Sener a raison ! Pour ma part, j’ai toujours déconseillé aux jeunes, pour d’autres raisons que Laisant, l’objection de conscience en temps de paix. Et je pense que, tout en réclamant la libération des emprisonnés, c’est la voie que doit suivre une organisation ouvrière. Le chemin révolutionnaire, c’est le chemin de l’insurrection armée et je le préconise sans aucun complexe. C’est la route qu’ont les Hongrois, les Espagnols, les Cubains. C’est une route difficile, incertaine, parfois coupée, escarpée, dangereuse mais depuis la première des insurrections connues, celle que firent les Égyptiens pour le droit à l’immortalité de l’âme jusqu’à la révolte algérienne, c’est la seule route qui mène l’homme vers la plénitude.

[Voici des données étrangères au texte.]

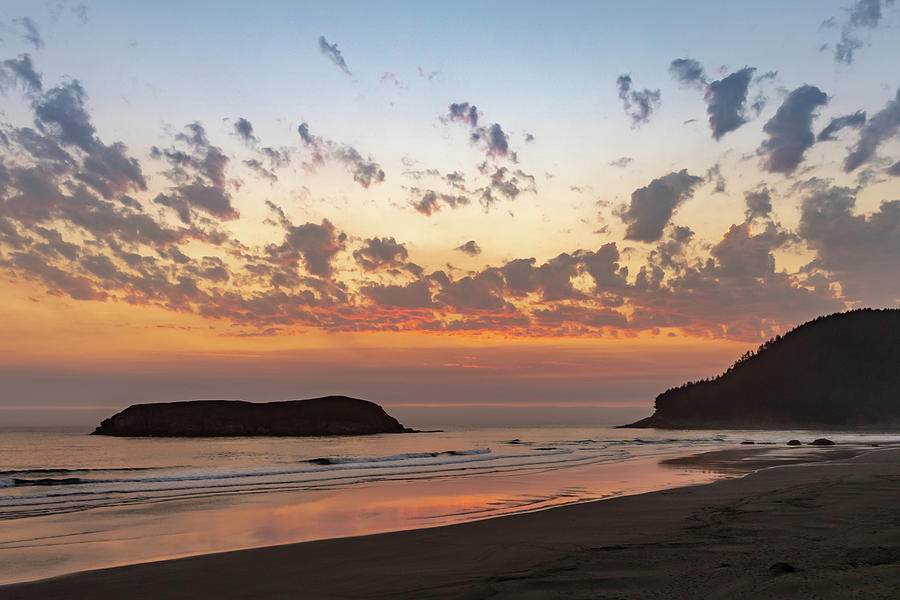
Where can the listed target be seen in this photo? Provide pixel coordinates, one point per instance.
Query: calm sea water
(69, 501)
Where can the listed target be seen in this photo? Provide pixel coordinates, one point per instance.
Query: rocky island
(841, 371)
(331, 415)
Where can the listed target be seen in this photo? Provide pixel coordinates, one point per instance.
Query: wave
(53, 471)
(395, 457)
(18, 481)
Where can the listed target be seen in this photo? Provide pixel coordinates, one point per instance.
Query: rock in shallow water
(331, 415)
(821, 442)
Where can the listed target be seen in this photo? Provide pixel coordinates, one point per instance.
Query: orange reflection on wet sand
(45, 546)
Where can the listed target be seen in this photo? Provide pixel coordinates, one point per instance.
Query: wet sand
(824, 529)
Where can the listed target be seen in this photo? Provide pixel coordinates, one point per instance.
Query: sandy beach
(826, 530)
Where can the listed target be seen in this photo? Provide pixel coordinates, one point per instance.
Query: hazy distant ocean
(69, 501)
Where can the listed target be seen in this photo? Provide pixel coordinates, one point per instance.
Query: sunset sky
(556, 207)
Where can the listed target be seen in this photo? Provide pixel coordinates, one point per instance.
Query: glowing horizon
(236, 190)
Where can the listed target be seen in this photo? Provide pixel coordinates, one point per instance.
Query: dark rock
(332, 415)
(821, 442)
(781, 568)
(836, 372)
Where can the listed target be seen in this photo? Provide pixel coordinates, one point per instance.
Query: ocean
(71, 502)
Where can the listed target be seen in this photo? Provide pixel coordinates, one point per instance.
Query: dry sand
(836, 524)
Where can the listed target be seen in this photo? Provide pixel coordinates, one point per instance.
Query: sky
(511, 211)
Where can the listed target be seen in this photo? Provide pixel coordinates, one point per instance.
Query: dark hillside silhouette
(841, 370)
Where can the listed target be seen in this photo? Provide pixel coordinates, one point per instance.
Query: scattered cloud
(790, 130)
(688, 72)
(22, 69)
(244, 130)
(759, 203)
(856, 120)
(883, 125)
(652, 206)
(333, 54)
(638, 104)
(726, 101)
(470, 248)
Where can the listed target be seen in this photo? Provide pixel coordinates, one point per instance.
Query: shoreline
(505, 553)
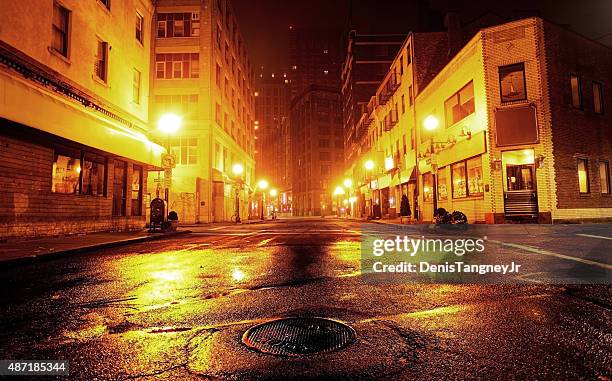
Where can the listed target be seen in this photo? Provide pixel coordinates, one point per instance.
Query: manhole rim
(249, 344)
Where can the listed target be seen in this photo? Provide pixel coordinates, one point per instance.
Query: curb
(9, 263)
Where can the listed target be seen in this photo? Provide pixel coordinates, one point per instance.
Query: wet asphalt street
(177, 309)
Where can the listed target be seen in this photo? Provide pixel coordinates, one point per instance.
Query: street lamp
(263, 185)
(430, 124)
(339, 191)
(237, 171)
(273, 194)
(348, 184)
(169, 123)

Leretour ! C’est une attitude, l’homme parti il ne reste rien. Durruti c’est un combat, et il reste en notre cœur, l’immense désir d’aller poser, sur la terre où repose cet homme arraché d’une tragédie du grand Corneille, la pierre blanche du souvenir. Attitude ! Combat ! S’il veut vivre, le mouvement libertaire doit choisir le combat.


P.S. : Je pourrais ajouter à propos du Jour J, que d’une prison où par une porte enfoncée une foule se ruait vers la liberté, il ne s’est trouvé que des communistes et des pacifistes pour remettre à plus tard, ce que les révolutionnaires accomplissaient à l’instant même.